Here SLObjectItf is a second level pointer, it points to a structure pointer. Any created Object must be initialized by calling the Realize method, and the Destroy method can be used to release resources when they are not needed.
Now we can use engineEngine to create all the other objects in OpenSL ES.
3.1.2 Media Object
Another group of more important objects in OpenSL ES is Media Object, which represents the abstraction of multimedia functions, such as player, Recorder and so on.
We can create an instance of a Player object using the CreateAudioPlayer method provided by SLEngineItf. A Recorder instance can be created using the CreateAudioRecorder method provided by SLEngineItf.
3.1.3 Data Source and Data Sink
In OpenSL ES, these two structures exist as parameters when creating Media Object objects. Data source represents the information of input source, that is, where data comes from and what data parameters are input. The data sink represents the output information, that is, where the data is output and with what parameters.

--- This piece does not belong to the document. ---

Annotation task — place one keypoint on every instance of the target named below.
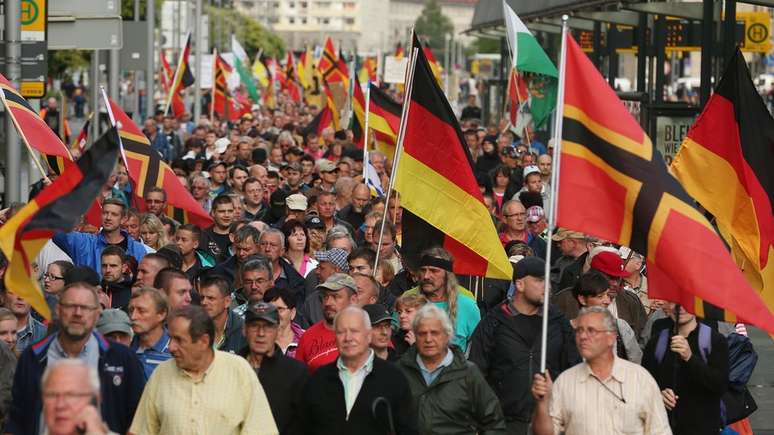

A Data Source is defined as follows:
typedef struct SLDataSource_ { void *pLocator; void*pFormat; } SLDataSource;1.23.4..
Copy the code
Data Sink is defined as follows:
typedef struct SLDataSink_ { void *pLocator; void*pFormat; } SLDataSink;1.23.4..
Copy the code
Plocators mainly include the following types:
SLDataLocator_AddressSLDataLocator_BufferQueueSLDataLocator_IODeviceSLDataLocator_MIDIBufferQueueSLDataLocator_URI12.3.4.. 5.
Copy the code
In other words, the input/output source of a Media Object can be a URL, a Device, or a buffer queue, etc., depending on the specific type and application scenario of the Media Object.
3.2 Status Mechanism
Another important concept of OpenSL ES is its state mechanism, as shown in the figure below:
After an OpenSL ES object is created, it enters the SL_OBJECT_STATE_UNREALIZED state. In this state, the system does not allocate any resources to it until the Realize function is called.
After realizing, objects can enter the SL_OBJECT_STATE_REALIZED state, which is a “available” state. Only in this state can the functions and resources of objects be accessed properly.
When some system event occurs, such as an error or the Audio device is preempted by another application, the OpenSL ES object will enter the SL_OBJECT_STATE_SUSPENDED state. If you want to restore normal use, you need to call the Resume function.
When the object’s Destroy function is called, the resource is released and the state is returned to SL_OBJECT_STATE_UNREALIZED.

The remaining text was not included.